Why was "scipy.misc" removed, and what's next?

data science

Abdul Khan

Data scientist

Miscellaneous routines in scipy included convenient functions. This article cover the removal of this feature.

Table of content

  • Why was _Miscellaneous routines_ removed from SciPy?
  • A Very Brief Introduction to scipy.datasets
    • What does this implement/fix ?
  • Pooch and scipy.datasets partnership

Why was _Miscellaneous routines_ removed from SciPy?

Back in the olden days the Miscellaneous routines of Scipy used to have some importance. But in 2022 it only has five methods ascent(), central_diff_weights, derivative, face, electrocardiogram. Most of these methods have moved under some other module/submodule and many Users have complaints about the usefulness/computational inefficiencies of this submodule. For example:

Stephan Hoyer I would vote for removing them entirely, I haven’t used either of them, it just came up in a search for finite differences in Python”

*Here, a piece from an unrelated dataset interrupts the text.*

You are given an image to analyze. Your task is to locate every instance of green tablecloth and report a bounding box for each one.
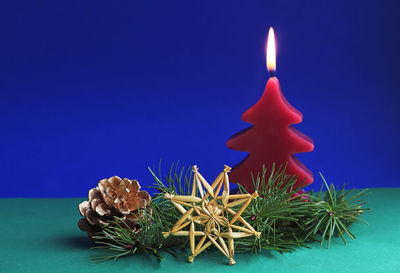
[0,188,400,273]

Because scipy.misc is a submodule with five methods only. This increases the package size of the Library and comprises optimization, an overall decrease in the processing speed of other methods. Considering all the reasons given above people were now Frustrated with this! ↓

in 2018 An enthusiast Warren Weckesser created a pull request to remove .misc from SciPy And introduce a new Idea scipy.datasets for some unfortunate reasons it did not proceed. ↓ This year Anirudh Dagar Picked up this idea and eventually convinced the Scipy Maintainers to add scipy.datasets as a submodule (which includes all methods of .misc)

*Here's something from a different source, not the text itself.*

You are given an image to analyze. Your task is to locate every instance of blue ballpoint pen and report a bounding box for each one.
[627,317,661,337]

A Very Brief Introduction to scipy.datasets

>>> from scipy import datasets
# Example ascent dataset loading with the new module
>>> datasets.ascent()
array([[ 83, 83, 83, ..., 117, 117, 117],
 [ 82, 82, 83, ..., 117, 117, 117],
 [ 80, 81, 83, ..., 117, 117, 117],
 [178, 178, 178, ..., 57, 59, 57],
 [178, 178, 178, ..., 56, 57, 57],
 [178, 178, 178, ..., 57, 57, 58]])

What does this implement/fix ?

With gh-8707, in 2018, SciPy wanted to introduce the datasets submodule and move a handful of dataset functions from the current misc module to this new datasets submodule. A Big Thanks to @WarrenWeckesser for discovering this idea. With this PR (indeed inspired by gh-8707) they (Anirudh and Ralf) resume those efforts after making some improvements (explained below) and move away from the scipy.misc module, finally deprecating it in a separate PR #15901)

  • Add scipy.datasets submodule
  • Utilize pooch to handle the dataset downloading and caching.
  • Enable meson support for scipy.datasets submodule
  • Move all dataset files (eg. scipy.stats has its own test datasets within the repository) to their respective new repository (explained below). This is something that can be done after landing this PR once we have a concrete datasets API and approach defined for adding new datasets.
  • Deprecate the misc module (DEP: Deprecate scipy.misc in favour of scipy.datasets #15901)

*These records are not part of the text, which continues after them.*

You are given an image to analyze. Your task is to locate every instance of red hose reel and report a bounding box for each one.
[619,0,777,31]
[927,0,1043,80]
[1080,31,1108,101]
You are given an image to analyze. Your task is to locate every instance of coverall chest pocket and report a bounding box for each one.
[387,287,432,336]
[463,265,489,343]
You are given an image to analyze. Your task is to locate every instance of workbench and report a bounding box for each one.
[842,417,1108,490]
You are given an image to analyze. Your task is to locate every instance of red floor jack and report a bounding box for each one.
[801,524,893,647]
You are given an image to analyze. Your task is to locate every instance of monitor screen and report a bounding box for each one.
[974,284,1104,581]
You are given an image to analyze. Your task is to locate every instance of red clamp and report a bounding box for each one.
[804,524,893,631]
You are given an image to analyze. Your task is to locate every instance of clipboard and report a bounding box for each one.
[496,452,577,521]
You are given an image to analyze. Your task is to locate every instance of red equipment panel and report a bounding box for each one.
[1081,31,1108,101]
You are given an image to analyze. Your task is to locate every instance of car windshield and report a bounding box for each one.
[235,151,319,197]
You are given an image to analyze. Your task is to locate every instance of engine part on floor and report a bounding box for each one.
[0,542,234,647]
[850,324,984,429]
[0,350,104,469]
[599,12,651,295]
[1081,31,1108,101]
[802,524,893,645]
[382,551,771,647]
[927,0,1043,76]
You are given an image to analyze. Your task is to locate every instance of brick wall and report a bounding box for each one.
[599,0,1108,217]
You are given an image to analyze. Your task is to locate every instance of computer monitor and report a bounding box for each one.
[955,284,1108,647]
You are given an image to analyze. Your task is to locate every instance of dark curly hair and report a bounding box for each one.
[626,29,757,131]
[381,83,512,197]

Pooch and scipy.datasets partnership

Pooch manages data registrations by downloading your data files from a server only when needed and storing them locally in a data cache (a folder on your computer).

  • With Pooch you can easily decouple the datasets that are currently present within the SicPy repository and move them to their new repository. For example, see https://github.com/scipy-datasets, where each dataset has its own repository. This will lead to a lightweight SciPy Package decreasing the download size for future releases. Keeping the datasets in individual repositories or a single scipy-datasets repository is a point of discussion.....
  • Dependency: Pooch is an extremely light package and has only a few dependencies, so if you were to add a new dependency i.e. Pooch, you can expect it to be small and at the same time it won’t add a lot of sub-dependencies.